Einleitung#
Das Nutzen von Cloud-Infrastruktur fühlt sich manchmal schon fast wie Magie an. Ein paar Klicks in der Cloud-Konsole oder ein terraform apply im Terminal, und schon stehen uns nahezu unbegrenzte Ressourcen für unser Projekt zur Verfügung. Am Monatsende folgt dann aber oft das Erwachen: Die Rechnung von AWS ist mal wieder höher als erwartet.

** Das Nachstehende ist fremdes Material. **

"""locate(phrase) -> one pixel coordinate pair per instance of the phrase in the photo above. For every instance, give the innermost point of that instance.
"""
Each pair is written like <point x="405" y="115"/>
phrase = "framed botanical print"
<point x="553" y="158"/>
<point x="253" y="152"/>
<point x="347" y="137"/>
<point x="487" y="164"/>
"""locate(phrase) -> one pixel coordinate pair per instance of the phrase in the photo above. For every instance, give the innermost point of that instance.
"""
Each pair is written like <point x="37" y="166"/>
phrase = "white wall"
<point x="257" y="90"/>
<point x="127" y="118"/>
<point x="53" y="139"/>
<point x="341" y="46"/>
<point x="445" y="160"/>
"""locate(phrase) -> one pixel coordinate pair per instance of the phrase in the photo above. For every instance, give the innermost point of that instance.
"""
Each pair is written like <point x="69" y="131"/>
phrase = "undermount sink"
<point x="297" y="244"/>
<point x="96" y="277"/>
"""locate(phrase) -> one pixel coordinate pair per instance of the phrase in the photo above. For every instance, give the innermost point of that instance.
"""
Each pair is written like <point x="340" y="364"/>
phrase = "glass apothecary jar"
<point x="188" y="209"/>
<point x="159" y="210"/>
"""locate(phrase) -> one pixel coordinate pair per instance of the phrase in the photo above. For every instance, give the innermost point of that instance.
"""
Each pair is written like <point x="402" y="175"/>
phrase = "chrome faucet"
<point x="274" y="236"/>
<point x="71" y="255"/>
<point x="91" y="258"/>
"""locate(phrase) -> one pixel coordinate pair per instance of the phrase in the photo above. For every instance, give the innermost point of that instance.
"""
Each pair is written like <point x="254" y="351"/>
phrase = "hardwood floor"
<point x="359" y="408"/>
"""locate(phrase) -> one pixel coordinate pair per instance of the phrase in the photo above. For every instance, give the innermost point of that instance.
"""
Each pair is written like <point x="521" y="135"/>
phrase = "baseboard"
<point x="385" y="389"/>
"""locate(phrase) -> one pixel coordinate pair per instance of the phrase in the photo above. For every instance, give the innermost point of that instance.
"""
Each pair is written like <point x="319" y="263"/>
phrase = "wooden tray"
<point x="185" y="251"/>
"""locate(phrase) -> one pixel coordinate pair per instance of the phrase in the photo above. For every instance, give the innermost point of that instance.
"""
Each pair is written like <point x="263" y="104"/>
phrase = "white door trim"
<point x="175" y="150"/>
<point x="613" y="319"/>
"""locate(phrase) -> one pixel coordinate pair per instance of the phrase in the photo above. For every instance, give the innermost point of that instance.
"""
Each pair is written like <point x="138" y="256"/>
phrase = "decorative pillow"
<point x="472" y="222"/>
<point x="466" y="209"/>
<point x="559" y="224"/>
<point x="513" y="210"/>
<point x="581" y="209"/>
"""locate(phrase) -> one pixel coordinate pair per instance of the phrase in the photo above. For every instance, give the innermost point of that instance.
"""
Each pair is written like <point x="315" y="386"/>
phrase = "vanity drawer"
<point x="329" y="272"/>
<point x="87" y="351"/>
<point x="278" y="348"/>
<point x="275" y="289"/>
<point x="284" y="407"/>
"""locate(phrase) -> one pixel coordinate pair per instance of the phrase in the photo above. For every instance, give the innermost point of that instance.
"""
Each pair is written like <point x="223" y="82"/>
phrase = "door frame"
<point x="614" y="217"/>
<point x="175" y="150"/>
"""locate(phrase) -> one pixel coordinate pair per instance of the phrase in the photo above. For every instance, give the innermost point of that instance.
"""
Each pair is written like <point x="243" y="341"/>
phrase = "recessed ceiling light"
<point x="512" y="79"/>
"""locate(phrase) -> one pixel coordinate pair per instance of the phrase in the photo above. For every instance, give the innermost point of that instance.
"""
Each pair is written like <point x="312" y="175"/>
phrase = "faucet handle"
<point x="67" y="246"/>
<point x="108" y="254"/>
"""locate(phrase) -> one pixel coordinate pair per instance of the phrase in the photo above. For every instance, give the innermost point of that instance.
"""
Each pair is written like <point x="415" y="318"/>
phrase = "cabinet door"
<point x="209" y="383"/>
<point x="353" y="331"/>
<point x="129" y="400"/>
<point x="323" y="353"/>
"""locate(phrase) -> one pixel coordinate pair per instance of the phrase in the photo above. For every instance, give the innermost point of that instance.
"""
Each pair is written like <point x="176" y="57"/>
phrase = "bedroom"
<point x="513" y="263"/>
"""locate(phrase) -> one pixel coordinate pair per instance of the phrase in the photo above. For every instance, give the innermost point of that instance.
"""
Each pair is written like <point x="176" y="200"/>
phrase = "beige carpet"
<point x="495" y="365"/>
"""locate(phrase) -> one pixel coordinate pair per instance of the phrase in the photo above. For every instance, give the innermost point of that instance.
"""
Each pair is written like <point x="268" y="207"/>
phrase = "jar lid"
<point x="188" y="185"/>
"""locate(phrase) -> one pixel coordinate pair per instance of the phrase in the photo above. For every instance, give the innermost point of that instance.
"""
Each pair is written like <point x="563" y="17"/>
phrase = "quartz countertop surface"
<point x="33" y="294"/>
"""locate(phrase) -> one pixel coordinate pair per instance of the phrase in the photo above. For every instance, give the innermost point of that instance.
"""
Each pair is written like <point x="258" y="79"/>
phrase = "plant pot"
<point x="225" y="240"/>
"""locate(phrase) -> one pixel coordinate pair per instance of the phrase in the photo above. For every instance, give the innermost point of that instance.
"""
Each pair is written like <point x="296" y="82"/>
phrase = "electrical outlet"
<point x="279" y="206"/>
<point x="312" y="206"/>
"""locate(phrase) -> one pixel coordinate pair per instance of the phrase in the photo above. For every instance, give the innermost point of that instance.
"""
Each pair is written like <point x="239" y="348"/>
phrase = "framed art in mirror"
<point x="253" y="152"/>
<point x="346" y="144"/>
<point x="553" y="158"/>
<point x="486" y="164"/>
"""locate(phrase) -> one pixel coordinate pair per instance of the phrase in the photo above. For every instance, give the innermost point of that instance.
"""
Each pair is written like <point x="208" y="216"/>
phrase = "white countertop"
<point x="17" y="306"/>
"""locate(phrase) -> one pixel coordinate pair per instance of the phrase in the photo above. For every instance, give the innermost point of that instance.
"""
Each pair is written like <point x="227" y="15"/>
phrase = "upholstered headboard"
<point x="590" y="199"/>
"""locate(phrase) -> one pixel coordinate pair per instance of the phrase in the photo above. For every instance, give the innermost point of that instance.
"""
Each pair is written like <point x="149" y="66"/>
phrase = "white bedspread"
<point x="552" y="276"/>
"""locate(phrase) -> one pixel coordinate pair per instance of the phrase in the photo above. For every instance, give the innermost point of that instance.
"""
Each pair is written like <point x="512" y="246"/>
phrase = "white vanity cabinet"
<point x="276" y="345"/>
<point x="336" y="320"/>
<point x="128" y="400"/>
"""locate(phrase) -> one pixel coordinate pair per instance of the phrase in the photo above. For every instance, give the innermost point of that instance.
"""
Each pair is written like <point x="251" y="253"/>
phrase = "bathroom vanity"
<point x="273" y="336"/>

Der Klassiker: Man braucht eine Test-Instanz für ein kurzes PoC und hat sie dann vergessen, oder uralte Backups sammeln sich unbemerkt im S3 an.
Die gute Nachricht ist: Man muss nicht direkt die gesamte Architektur auf den Kopf stellen oder ewig Microservices umbauen und optimieren, um Geld zu sparen. Oftmals reichen schon kleine, unscheinbare Änderungen, die in der Summe einen großen Unterschied machen.

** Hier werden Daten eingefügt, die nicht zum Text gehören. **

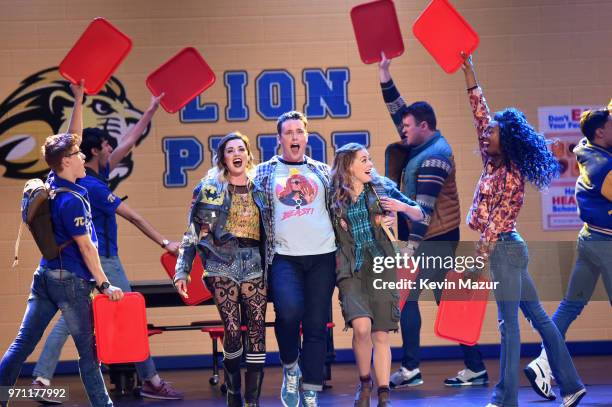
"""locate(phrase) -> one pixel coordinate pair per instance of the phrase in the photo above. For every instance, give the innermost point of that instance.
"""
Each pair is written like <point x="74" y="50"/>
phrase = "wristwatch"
<point x="103" y="287"/>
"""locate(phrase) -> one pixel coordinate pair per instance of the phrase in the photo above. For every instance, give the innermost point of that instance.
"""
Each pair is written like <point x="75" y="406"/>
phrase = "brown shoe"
<point x="362" y="396"/>
<point x="163" y="392"/>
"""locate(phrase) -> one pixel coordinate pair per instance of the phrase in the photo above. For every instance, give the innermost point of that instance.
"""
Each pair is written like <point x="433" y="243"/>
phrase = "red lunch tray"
<point x="444" y="33"/>
<point x="95" y="55"/>
<point x="377" y="29"/>
<point x="181" y="78"/>
<point x="196" y="289"/>
<point x="121" y="329"/>
<point x="461" y="313"/>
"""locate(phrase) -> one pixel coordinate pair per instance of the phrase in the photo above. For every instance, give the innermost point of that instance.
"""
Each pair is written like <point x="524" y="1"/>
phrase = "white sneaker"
<point x="404" y="378"/>
<point x="467" y="377"/>
<point x="572" y="400"/>
<point x="540" y="376"/>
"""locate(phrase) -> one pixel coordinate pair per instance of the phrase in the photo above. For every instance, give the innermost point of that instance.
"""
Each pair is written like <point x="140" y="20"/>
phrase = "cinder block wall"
<point x="533" y="53"/>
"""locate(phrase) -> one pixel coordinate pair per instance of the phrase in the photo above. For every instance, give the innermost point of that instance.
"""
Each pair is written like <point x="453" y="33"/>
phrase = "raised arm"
<point x="393" y="100"/>
<point x="478" y="103"/>
<point x="75" y="125"/>
<point x="130" y="139"/>
<point x="145" y="227"/>
<point x="395" y="201"/>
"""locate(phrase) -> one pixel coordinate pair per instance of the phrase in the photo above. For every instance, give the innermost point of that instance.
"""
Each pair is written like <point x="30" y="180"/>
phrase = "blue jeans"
<point x="47" y="362"/>
<point x="71" y="295"/>
<point x="301" y="288"/>
<point x="410" y="320"/>
<point x="594" y="258"/>
<point x="508" y="266"/>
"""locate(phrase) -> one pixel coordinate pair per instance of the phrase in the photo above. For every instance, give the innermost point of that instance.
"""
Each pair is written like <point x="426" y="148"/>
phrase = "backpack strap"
<point x="16" y="257"/>
<point x="53" y="194"/>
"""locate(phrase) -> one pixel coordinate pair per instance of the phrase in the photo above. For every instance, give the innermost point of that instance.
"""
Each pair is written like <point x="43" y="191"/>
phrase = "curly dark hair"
<point x="526" y="148"/>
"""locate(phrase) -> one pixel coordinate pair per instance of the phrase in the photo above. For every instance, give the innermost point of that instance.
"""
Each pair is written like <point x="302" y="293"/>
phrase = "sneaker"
<point x="163" y="392"/>
<point x="572" y="400"/>
<point x="309" y="398"/>
<point x="362" y="396"/>
<point x="289" y="391"/>
<point x="539" y="375"/>
<point x="467" y="377"/>
<point x="44" y="399"/>
<point x="404" y="377"/>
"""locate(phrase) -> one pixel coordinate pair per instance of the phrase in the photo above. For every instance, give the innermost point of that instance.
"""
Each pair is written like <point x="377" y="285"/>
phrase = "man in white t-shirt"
<point x="292" y="191"/>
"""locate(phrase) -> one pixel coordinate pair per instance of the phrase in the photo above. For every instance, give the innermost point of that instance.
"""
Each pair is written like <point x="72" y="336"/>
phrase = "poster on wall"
<point x="561" y="124"/>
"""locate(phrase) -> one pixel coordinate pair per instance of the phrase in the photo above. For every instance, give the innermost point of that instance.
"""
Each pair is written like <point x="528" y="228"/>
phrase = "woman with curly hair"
<point x="224" y="228"/>
<point x="513" y="153"/>
<point x="361" y="199"/>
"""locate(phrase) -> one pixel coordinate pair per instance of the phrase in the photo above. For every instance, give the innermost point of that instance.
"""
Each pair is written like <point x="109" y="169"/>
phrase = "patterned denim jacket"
<point x="211" y="200"/>
<point x="263" y="195"/>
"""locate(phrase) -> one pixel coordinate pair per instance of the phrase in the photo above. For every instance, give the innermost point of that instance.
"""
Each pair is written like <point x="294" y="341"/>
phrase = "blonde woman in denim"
<point x="513" y="153"/>
<point x="361" y="201"/>
<point x="224" y="228"/>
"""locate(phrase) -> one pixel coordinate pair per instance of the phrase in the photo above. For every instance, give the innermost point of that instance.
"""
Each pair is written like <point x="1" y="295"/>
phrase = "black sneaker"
<point x="405" y="378"/>
<point x="44" y="399"/>
<point x="467" y="377"/>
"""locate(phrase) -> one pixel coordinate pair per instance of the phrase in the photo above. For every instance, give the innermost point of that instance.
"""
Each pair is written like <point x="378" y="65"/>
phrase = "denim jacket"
<point x="210" y="205"/>
<point x="263" y="195"/>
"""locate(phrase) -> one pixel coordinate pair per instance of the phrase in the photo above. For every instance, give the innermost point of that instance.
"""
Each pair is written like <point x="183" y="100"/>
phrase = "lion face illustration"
<point x="42" y="105"/>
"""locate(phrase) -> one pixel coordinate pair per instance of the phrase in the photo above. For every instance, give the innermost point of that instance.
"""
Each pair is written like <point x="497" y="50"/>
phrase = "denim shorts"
<point x="359" y="298"/>
<point x="245" y="265"/>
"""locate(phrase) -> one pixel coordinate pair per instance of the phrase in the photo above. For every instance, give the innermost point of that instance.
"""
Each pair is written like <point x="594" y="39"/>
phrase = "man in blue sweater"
<point x="427" y="170"/>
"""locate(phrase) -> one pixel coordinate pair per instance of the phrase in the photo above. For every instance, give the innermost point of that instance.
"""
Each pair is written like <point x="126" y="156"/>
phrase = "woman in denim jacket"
<point x="361" y="199"/>
<point x="224" y="228"/>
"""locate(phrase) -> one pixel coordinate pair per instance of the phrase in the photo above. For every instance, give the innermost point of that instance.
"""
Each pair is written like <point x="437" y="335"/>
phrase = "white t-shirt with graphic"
<point x="301" y="220"/>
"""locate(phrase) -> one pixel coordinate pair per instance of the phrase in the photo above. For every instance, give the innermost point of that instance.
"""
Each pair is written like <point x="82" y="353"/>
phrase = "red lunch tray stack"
<point x="461" y="312"/>
<point x="196" y="289"/>
<point x="445" y="34"/>
<point x="95" y="55"/>
<point x="181" y="78"/>
<point x="377" y="30"/>
<point x="121" y="329"/>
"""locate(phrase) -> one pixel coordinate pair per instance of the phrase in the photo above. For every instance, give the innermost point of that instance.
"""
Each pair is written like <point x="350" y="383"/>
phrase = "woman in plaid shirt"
<point x="360" y="202"/>
<point x="513" y="153"/>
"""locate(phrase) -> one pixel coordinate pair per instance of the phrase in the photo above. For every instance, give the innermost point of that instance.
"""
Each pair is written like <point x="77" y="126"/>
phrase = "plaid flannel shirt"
<point x="263" y="194"/>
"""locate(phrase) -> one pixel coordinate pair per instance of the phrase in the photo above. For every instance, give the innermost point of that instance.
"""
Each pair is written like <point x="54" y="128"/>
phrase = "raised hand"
<point x="155" y="100"/>
<point x="78" y="90"/>
<point x="383" y="68"/>
<point x="468" y="70"/>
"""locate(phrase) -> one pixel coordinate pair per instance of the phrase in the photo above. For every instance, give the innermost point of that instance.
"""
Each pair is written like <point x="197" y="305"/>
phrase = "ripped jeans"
<point x="508" y="266"/>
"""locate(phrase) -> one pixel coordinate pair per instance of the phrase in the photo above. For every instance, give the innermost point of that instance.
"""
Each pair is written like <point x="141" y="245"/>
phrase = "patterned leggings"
<point x="230" y="297"/>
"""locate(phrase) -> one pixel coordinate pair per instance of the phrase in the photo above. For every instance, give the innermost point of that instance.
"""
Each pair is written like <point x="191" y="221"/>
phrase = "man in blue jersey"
<point x="594" y="246"/>
<point x="66" y="282"/>
<point x="100" y="160"/>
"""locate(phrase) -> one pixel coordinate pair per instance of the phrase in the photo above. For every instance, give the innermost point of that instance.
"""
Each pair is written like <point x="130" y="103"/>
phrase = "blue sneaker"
<point x="309" y="398"/>
<point x="289" y="391"/>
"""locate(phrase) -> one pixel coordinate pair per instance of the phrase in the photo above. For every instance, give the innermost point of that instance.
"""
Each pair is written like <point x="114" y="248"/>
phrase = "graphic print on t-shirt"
<point x="296" y="192"/>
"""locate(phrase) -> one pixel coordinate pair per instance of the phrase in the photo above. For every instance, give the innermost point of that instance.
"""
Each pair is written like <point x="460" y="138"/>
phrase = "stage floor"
<point x="595" y="371"/>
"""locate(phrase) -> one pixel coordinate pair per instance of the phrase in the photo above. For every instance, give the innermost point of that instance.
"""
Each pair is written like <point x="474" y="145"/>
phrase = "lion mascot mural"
<point x="41" y="106"/>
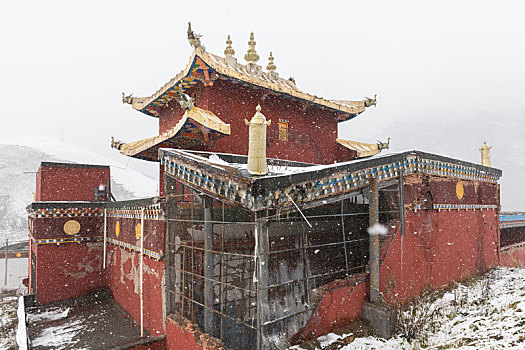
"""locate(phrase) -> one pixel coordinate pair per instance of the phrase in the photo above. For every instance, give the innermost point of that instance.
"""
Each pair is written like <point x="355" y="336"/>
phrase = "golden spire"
<point x="229" y="51"/>
<point x="271" y="66"/>
<point x="257" y="143"/>
<point x="485" y="154"/>
<point x="251" y="56"/>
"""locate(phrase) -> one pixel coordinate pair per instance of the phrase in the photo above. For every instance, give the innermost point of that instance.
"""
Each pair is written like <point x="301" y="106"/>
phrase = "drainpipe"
<point x="105" y="239"/>
<point x="374" y="241"/>
<point x="141" y="274"/>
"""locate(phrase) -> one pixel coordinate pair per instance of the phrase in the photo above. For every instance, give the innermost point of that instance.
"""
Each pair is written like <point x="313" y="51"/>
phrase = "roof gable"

Mit den folgenden fünf einfachen Quick-Wins, kannst du deine AWS-Rechnung (und die bei jedem anderen Cloud-Anbieter) sofort minimieren und das ohne Kopfschmerzen oder Ausfallzeiten.
1. Die Leichen im Keller: Verwaiste EBS-Volumes & Elastic IPs#
Es ist der wohl häufigste Kostentreiber in Dev-Accounts: Man löscht eine EC2-Instanz, übersieht aber das Häkchen für “Delete on termination” beim genutzten EBS-Volume. Die VM ist weg, aber das Volume bleibt. Es tut nichts, liegt aber auf kostenintensivem SSD-Speicher und kostet jeden Monat unnötig Geld.
Ähnlich verhält es sich mit Elastic IPs (statischen IPv4-Adressen). Sie werden beim Cleanup vergessen und kosten auch, wenn sie nicht aktiv mit einer laufenden Instanz verknüpft sind. Damit soll verhindert werden, dass knappe IPv4-Adressen gehortet werden.
So räumst du auf:#
- Öffne das EC2 Dashboard in der AWS Konsole.
- Klicke auf Volumes und filtere nach dem Status
State = available. Alles, was hier auftaucht, ist nicht in Benutzung und kann gelöscht werden (vorher evtl. einen Snapshot zur Sicherheit machen). - Klicke auf Elastic IPs und suche nach Adressen, die keine Verknüpfung zu einer Instanz oder einer Netzwerkkarte aufweisen. Wähle diese aus und klicke auf Release Elastic IP addresses.
Ist das auch auf andere Clouds übertragbar? Absolut. Sowohl Azure (Orphaned Disks) als auch GCP (Unattached IPs & Disks) berechnen dir ungenutzte Speicher- und Netzwerkressourcen. Ein regelmäßiger Blick in diese Sektion lohnt sich allemal.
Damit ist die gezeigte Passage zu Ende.